Softwarefirmen profitieren von Home Office
Zu den Krisengewinnern zählen:
- Diagnostikunternehmen: Wegen der raschen Ausbreitung des Covid-19-Erregers steigt die Nachfrage nach Testkits sowie diagnostischen Plattformen und Hochleistungsgeräten, um Diagnosen schnell durchführen zu können, enorm.
- Anbieter von Telemedizin: Da nur noch Menschen mit schweren Coronavirus-Symptomen zum Arzt gehen sollen, entwickeln digitale Gesundheitsunternehmen Plattformen für Videochats. Telemedizinische Beratung wird stark nachgefragt, zumal Patienten dafür sowie für Coronavirus-Tests nach den jüngsten Gesetzesänderungen nichts zuzahlen müssen.
- Anbieter verpackter Lebensmittel: Verbraucher greifen verstärkt nach solchen, da nach dem Lockdown vorübergehend keine Restaurantbesuche möglich sind, aber auch nach anderen Verbrauchsgütern, darunter Handdesinfektionsmitteln.
- bestimmte E-Commerce-Unternehmen: Seitdem fast alle US-Bundesstaaten Ausgangsbeschränkungen verhängt haben, bestellen immer mehr Personen Waren bei Onlineversandhändlern, vor allem bei Amazon. Auch wenn „Social Distancing“ nur eine vorübergehende Erscheinung sein wird, hält die Verlagerung zum Onlineshopping vielleicht an. Allerdings werden vermutlich nicht alle, deren Umsatz derzeit rasant wächst, nach einer Lockdown-Lockerung immer noch so gut da stehen – denn dann werden die Menschen zum Beispiel wieder vermehrt Restaurants besuchen.
- Technologieunternehmen wie Amazon, Apple, Facebook und Google: Sie profitieren schon – nicht nur, weil die Kunden mehr ihrer Produkte nachfragen, darunter Gesundheitsbehörden, denen sie neue Dienste zur Verfolgung von Covid-19-Fällen anbieten. Sondern auch weil sie Talente gewinnen können, die Start-ups jetzt entlassen müssen. Google-Tochter DeepMind baut mit ihrer Künstlichen Intelligenz Alphafold Coronavirus-Proteine anhand berechneter Strukturen virtuell nach, wodurch schneller ein Impfstoff gefunden werden könnte. Macht und Einfluss der Techkonzerne dürften weiter wachsen.

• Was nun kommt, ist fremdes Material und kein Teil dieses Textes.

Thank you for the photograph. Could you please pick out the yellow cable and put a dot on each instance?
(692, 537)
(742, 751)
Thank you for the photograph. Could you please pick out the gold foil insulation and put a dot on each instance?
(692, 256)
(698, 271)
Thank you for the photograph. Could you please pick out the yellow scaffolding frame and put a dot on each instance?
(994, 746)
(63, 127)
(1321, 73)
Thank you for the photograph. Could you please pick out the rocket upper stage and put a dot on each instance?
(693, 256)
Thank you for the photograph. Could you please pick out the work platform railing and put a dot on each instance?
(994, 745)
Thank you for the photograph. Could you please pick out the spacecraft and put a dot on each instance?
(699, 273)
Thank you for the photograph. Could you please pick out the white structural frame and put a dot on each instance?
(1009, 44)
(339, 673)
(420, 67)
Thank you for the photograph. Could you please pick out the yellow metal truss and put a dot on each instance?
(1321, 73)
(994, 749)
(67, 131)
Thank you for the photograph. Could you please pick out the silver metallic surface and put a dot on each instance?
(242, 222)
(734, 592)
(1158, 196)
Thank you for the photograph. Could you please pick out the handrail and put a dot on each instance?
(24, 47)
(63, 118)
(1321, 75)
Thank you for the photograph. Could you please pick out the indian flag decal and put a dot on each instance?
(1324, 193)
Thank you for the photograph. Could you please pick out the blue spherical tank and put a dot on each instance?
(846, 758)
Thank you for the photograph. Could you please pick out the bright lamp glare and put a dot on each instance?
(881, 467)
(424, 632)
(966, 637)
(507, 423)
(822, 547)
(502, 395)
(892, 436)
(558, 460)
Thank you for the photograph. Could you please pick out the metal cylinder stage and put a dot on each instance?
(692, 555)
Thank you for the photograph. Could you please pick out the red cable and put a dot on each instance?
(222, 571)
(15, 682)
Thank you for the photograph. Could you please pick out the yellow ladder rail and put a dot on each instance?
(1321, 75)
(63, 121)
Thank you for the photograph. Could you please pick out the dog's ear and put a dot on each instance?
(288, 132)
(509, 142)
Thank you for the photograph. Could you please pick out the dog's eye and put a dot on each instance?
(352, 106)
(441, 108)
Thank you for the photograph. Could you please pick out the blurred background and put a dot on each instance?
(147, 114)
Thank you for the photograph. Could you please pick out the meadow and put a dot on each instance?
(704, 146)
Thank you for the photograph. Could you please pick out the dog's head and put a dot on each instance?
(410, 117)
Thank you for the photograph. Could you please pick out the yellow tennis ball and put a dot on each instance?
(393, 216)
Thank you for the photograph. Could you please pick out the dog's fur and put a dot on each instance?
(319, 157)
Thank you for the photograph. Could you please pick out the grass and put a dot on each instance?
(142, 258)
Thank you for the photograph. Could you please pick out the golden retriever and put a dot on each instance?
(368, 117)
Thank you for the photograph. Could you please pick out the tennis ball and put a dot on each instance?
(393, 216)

- Softwarefirmen, unter anderem Gaming, Cybersecurity, optische Zeichenerkennung, Artificial Reality (AR): Da Mitarbeiter in Zeiten des Home Office Fernzugriff auf Firmendaten und -systeme haben, sind IT-Lösungen, die Angriffsflächen für Cyberkriminelle minimieren, sehr beliebt. Stark gefragt ist bei Unternehmen außerdem alles, was die Kommunikation verbessern kann, womit sich zum Beispiel große Meetings virtuell abhalten lassen, auch mit Lieferanten im Ausland. Im Privatbereich führen Ausgehbeschränkungen zu einem Mehrkonsum von Videospielen.
- Hardwarefirmen, vor allem Anbieter von Cloud-Servern, Laptops, Heimcomputern, Routern und Infrastruktur für elektronische Kommunikation: Die Umrüstung von Arbeitsplätzen auf Home Office sorgt auch für einen Mehrbedarf an Hardware. Ferner steigt dadurch die Nachfrage nach Speicherchips.
- Unternehmen, die aus der Krise ein Geschäftsmodell machen: So werden zum Beispiel Lösungen für Touchless am Flughafen oder beim Einkauf auch nach der Coronakrise gefragt sein.
- Anbieter von Heimtrainern/Fitnessgeräten und von Unterhaltungselektronik: Sie profitieren ebenfalls von den Ausgehbeschränkungen.